I’ve seen almost unbelievable scientific developments
When Lorna returned to the Royal Victoria Hospital in Belfast, the surgery took place in a clinical area at the bottom of a ward.
“I loved cardiology, but it was quite a different time. Up until then we had sent patients across the water. But we had 30 people on our waiting list. Our first 10 survived and did very well.”
No regrets
There have been enormous changes to nursing practice in the last 75 years but for Lorna, the drugs and techniques available from the 1960s onwards stand out as groundbreaking.
“The sixties were exciting times. I’ve seen almost unbelievable scientific developments, after decades of nursing hardly changing. I was fortunate to work during a period of great change in the teaching and nursing world. It's important for all nursing staff to know our history and I've been active in the RCN History of Nursing Forum throughout my retirement.”
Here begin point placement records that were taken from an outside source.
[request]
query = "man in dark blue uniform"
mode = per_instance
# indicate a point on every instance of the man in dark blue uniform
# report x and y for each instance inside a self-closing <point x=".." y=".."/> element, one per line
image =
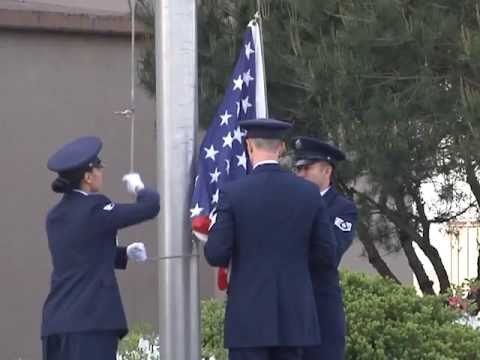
<point x="268" y="225"/>
<point x="315" y="161"/>
<point x="83" y="316"/>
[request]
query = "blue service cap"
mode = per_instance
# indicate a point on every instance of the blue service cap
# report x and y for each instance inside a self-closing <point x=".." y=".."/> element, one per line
<point x="309" y="150"/>
<point x="265" y="128"/>
<point x="80" y="153"/>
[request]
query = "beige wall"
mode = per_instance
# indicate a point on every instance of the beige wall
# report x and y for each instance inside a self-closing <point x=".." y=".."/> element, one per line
<point x="55" y="87"/>
<point x="108" y="5"/>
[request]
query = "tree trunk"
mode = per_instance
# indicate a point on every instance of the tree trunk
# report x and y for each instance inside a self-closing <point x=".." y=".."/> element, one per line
<point x="426" y="285"/>
<point x="472" y="179"/>
<point x="374" y="257"/>
<point x="432" y="254"/>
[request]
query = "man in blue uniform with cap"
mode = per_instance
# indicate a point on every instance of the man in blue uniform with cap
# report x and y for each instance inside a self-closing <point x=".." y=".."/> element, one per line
<point x="83" y="316"/>
<point x="268" y="225"/>
<point x="316" y="161"/>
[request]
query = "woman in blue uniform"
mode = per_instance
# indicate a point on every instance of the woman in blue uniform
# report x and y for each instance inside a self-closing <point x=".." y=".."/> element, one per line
<point x="83" y="315"/>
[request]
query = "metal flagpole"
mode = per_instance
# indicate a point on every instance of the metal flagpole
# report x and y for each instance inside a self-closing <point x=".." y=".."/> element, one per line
<point x="133" y="4"/>
<point x="129" y="113"/>
<point x="176" y="104"/>
<point x="259" y="20"/>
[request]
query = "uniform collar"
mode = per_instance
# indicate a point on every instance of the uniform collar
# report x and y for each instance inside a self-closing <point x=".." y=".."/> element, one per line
<point x="330" y="195"/>
<point x="81" y="192"/>
<point x="323" y="192"/>
<point x="267" y="167"/>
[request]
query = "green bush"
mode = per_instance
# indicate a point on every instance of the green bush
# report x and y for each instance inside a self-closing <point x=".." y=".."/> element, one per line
<point x="385" y="321"/>
<point x="388" y="321"/>
<point x="213" y="313"/>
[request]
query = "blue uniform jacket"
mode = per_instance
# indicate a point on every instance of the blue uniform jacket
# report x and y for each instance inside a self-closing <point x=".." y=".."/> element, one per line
<point x="268" y="225"/>
<point x="326" y="281"/>
<point x="82" y="231"/>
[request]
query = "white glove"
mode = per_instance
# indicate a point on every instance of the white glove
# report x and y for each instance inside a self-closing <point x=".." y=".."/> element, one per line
<point x="134" y="182"/>
<point x="137" y="252"/>
<point x="203" y="238"/>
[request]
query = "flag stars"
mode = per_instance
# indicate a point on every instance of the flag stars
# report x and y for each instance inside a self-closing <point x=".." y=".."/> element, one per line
<point x="247" y="77"/>
<point x="238" y="135"/>
<point x="197" y="210"/>
<point x="238" y="83"/>
<point x="248" y="50"/>
<point x="213" y="218"/>
<point x="225" y="117"/>
<point x="242" y="160"/>
<point x="227" y="167"/>
<point x="228" y="140"/>
<point x="238" y="108"/>
<point x="211" y="153"/>
<point x="215" y="176"/>
<point x="215" y="197"/>
<point x="246" y="105"/>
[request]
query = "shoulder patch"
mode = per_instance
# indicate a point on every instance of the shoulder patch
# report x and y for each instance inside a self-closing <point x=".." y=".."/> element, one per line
<point x="109" y="207"/>
<point x="343" y="225"/>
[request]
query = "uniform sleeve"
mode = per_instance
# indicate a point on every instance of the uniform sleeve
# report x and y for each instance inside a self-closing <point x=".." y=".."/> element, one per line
<point x="118" y="216"/>
<point x="344" y="225"/>
<point x="218" y="249"/>
<point x="121" y="258"/>
<point x="323" y="244"/>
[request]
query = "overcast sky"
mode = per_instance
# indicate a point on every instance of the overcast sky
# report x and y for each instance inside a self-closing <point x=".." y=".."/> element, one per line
<point x="112" y="5"/>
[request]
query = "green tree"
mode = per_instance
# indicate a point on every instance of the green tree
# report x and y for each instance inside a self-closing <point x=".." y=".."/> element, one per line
<point x="393" y="82"/>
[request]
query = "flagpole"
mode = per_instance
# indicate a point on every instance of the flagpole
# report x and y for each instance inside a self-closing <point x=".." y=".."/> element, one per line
<point x="176" y="109"/>
<point x="259" y="19"/>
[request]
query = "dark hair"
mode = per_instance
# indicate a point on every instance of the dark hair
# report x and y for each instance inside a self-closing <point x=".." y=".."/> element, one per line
<point x="68" y="180"/>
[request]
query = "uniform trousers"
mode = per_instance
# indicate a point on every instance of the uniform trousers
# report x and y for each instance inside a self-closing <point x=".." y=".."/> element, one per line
<point x="95" y="345"/>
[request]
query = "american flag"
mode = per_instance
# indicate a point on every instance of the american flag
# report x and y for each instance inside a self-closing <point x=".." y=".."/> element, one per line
<point x="222" y="155"/>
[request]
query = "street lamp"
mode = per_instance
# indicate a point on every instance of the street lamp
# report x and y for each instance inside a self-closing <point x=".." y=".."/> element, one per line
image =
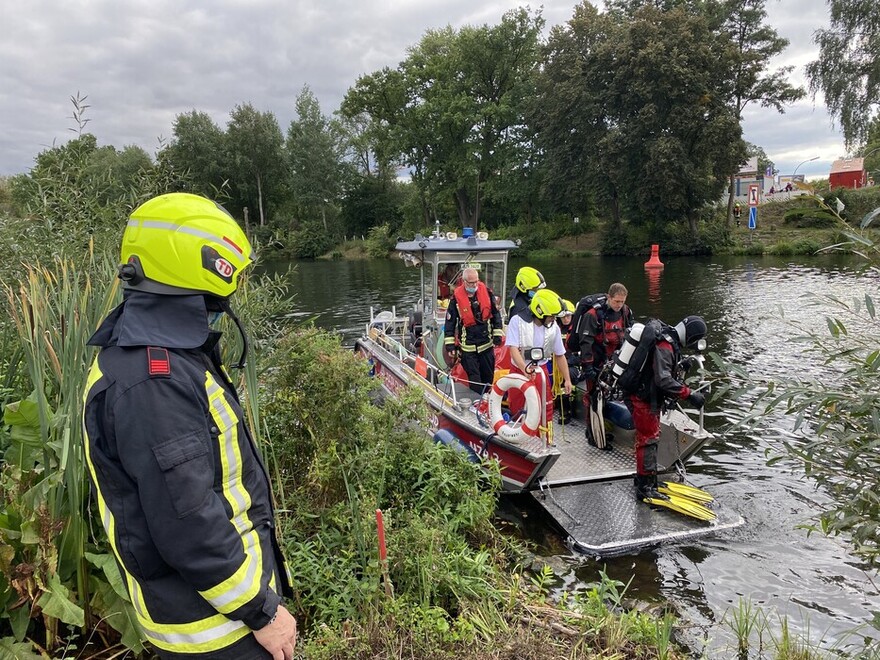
<point x="806" y="161"/>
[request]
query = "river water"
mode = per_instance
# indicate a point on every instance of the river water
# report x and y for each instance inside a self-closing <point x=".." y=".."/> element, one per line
<point x="748" y="303"/>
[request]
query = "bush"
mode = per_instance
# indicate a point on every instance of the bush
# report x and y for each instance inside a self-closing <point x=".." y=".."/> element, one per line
<point x="379" y="242"/>
<point x="338" y="458"/>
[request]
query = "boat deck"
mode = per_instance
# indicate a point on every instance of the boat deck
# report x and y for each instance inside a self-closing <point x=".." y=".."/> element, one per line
<point x="605" y="519"/>
<point x="581" y="462"/>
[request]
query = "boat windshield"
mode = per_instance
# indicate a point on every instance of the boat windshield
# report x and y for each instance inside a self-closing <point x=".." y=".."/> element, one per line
<point x="444" y="277"/>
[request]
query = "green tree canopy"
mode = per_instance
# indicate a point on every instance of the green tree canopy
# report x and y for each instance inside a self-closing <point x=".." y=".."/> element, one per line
<point x="452" y="111"/>
<point x="256" y="157"/>
<point x="199" y="148"/>
<point x="315" y="150"/>
<point x="847" y="72"/>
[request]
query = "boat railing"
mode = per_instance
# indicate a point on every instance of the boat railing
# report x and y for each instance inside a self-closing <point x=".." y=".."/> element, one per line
<point x="435" y="377"/>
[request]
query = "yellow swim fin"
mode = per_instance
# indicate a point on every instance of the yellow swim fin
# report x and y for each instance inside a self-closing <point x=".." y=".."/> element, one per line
<point x="683" y="506"/>
<point x="684" y="490"/>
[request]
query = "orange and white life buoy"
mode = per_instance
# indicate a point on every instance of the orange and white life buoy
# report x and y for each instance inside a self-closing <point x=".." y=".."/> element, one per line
<point x="515" y="432"/>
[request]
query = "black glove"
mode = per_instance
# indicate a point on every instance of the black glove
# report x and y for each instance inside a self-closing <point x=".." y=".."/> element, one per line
<point x="696" y="399"/>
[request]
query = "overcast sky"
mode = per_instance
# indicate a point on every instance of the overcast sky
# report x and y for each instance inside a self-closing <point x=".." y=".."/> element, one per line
<point x="141" y="63"/>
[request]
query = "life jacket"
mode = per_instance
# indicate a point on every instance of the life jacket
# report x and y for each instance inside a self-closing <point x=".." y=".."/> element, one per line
<point x="629" y="372"/>
<point x="465" y="310"/>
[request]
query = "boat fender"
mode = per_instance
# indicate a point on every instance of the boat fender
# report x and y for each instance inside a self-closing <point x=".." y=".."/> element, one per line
<point x="531" y="424"/>
<point x="631" y="357"/>
<point x="449" y="439"/>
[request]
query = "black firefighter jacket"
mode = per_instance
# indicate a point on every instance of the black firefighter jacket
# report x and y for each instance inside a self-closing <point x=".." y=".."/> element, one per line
<point x="180" y="487"/>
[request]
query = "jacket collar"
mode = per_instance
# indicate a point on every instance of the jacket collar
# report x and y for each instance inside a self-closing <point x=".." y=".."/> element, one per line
<point x="146" y="319"/>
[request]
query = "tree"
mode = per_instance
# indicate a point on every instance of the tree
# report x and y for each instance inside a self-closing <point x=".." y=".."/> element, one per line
<point x="199" y="148"/>
<point x="574" y="121"/>
<point x="655" y="131"/>
<point x="764" y="161"/>
<point x="452" y="112"/>
<point x="315" y="148"/>
<point x="754" y="44"/>
<point x="847" y="72"/>
<point x="255" y="156"/>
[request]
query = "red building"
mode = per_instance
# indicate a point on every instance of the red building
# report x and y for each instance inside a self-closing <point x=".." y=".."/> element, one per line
<point x="848" y="173"/>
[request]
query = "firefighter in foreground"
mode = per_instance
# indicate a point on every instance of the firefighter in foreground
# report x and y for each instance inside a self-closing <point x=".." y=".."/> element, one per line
<point x="180" y="486"/>
<point x="656" y="384"/>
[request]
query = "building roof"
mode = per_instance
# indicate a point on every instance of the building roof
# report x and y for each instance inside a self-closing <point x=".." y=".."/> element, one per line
<point x="749" y="167"/>
<point x="848" y="165"/>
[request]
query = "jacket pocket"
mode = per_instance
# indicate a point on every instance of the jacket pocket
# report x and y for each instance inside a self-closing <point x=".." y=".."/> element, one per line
<point x="187" y="472"/>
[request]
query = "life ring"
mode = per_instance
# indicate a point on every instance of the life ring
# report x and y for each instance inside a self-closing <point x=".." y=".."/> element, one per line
<point x="530" y="425"/>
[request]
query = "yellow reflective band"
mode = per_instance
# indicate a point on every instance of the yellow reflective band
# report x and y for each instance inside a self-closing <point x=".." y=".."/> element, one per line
<point x="243" y="585"/>
<point x="164" y="225"/>
<point x="202" y="636"/>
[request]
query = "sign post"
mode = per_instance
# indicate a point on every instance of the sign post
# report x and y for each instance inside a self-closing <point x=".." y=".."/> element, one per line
<point x="753" y="205"/>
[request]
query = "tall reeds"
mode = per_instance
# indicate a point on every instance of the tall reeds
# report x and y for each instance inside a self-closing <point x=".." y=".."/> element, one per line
<point x="54" y="309"/>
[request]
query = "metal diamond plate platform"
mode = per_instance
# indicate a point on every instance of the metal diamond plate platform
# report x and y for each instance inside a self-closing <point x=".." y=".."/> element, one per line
<point x="606" y="520"/>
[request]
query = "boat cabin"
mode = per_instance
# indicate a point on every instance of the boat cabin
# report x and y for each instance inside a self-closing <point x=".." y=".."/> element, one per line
<point x="442" y="258"/>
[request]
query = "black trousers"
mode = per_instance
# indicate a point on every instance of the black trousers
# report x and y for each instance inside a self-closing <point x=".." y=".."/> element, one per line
<point x="480" y="368"/>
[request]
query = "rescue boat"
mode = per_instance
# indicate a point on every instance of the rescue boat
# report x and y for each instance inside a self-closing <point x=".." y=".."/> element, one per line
<point x="587" y="491"/>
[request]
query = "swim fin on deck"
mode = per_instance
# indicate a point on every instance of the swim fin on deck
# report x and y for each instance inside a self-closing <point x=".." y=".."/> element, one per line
<point x="683" y="506"/>
<point x="684" y="490"/>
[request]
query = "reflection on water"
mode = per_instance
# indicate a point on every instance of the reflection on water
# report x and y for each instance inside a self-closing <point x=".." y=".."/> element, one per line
<point x="749" y="304"/>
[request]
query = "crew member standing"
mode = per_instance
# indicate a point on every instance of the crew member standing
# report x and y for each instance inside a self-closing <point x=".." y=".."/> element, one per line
<point x="600" y="331"/>
<point x="474" y="327"/>
<point x="658" y="383"/>
<point x="180" y="486"/>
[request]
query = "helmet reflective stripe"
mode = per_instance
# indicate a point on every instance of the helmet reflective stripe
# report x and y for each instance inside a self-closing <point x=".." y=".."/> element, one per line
<point x="203" y="636"/>
<point x="170" y="226"/>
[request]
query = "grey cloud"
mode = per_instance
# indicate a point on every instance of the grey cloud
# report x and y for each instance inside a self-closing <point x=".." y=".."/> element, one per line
<point x="143" y="62"/>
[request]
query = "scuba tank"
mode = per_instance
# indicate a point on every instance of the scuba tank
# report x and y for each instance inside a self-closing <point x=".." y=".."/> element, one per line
<point x="585" y="304"/>
<point x="631" y="357"/>
<point x="623" y="355"/>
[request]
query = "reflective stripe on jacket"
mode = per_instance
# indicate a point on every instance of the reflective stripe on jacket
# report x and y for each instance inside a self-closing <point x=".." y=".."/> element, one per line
<point x="180" y="486"/>
<point x="477" y="335"/>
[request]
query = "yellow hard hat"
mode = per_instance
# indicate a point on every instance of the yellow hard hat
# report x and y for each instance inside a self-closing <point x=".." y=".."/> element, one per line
<point x="545" y="303"/>
<point x="179" y="244"/>
<point x="528" y="278"/>
<point x="567" y="308"/>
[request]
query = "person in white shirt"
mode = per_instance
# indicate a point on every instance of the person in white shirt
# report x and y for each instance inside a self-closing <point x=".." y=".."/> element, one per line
<point x="536" y="327"/>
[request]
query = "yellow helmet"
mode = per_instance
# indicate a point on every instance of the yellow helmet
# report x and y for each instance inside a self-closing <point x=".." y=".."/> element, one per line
<point x="567" y="308"/>
<point x="545" y="303"/>
<point x="528" y="278"/>
<point x="178" y="244"/>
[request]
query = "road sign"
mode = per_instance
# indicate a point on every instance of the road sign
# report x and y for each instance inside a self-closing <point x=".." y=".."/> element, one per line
<point x="753" y="194"/>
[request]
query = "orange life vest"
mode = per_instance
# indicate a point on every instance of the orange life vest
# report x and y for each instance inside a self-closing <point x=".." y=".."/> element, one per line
<point x="464" y="304"/>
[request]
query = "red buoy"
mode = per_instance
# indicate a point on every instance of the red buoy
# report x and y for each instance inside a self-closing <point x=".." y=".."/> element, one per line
<point x="654" y="261"/>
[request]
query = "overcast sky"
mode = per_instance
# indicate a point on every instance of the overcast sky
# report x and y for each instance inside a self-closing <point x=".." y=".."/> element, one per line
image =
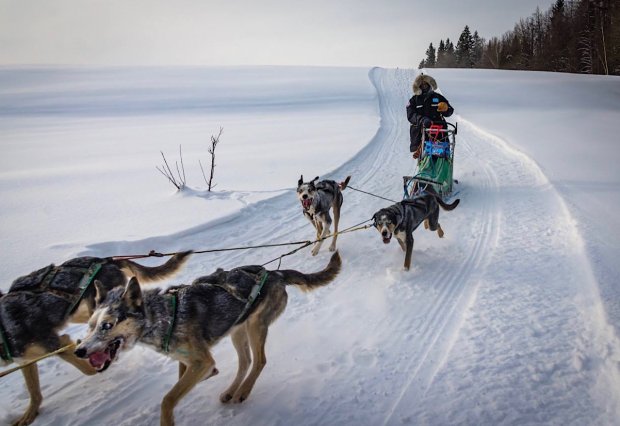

Does Lorna have any regrets?
“Absolutely not,” she says. “Nursing is the best thing I ever did. It was the right decision for the wrong reasons. It opened a whole new life for me. It’s given me everything I ever had, and I would do it all again.”
How has the RCN changed since Lorna joined?
- 1960: We open our membership to all registered nurses, including men.
- 1962: We launch our first public pay campaign, following a fall in nurses' wages to 60% of the national average salary and a freeze on public sector salaries.
- 1963: We join the National Council of Nurses to become the Royal College of Nursing and the National Council of Nurses of the UK (RCN).
- 1968: We open our membership to nursing students, allowing them to become full members for the first time as part of the student nurses' section.
- 1976: We register as a trade union.
- 1984: Our linked hands logo is introduced.
- 1995: We change our rules to allow industrial action.
- 2011: We admit health care assistants (HCAs) into full membership.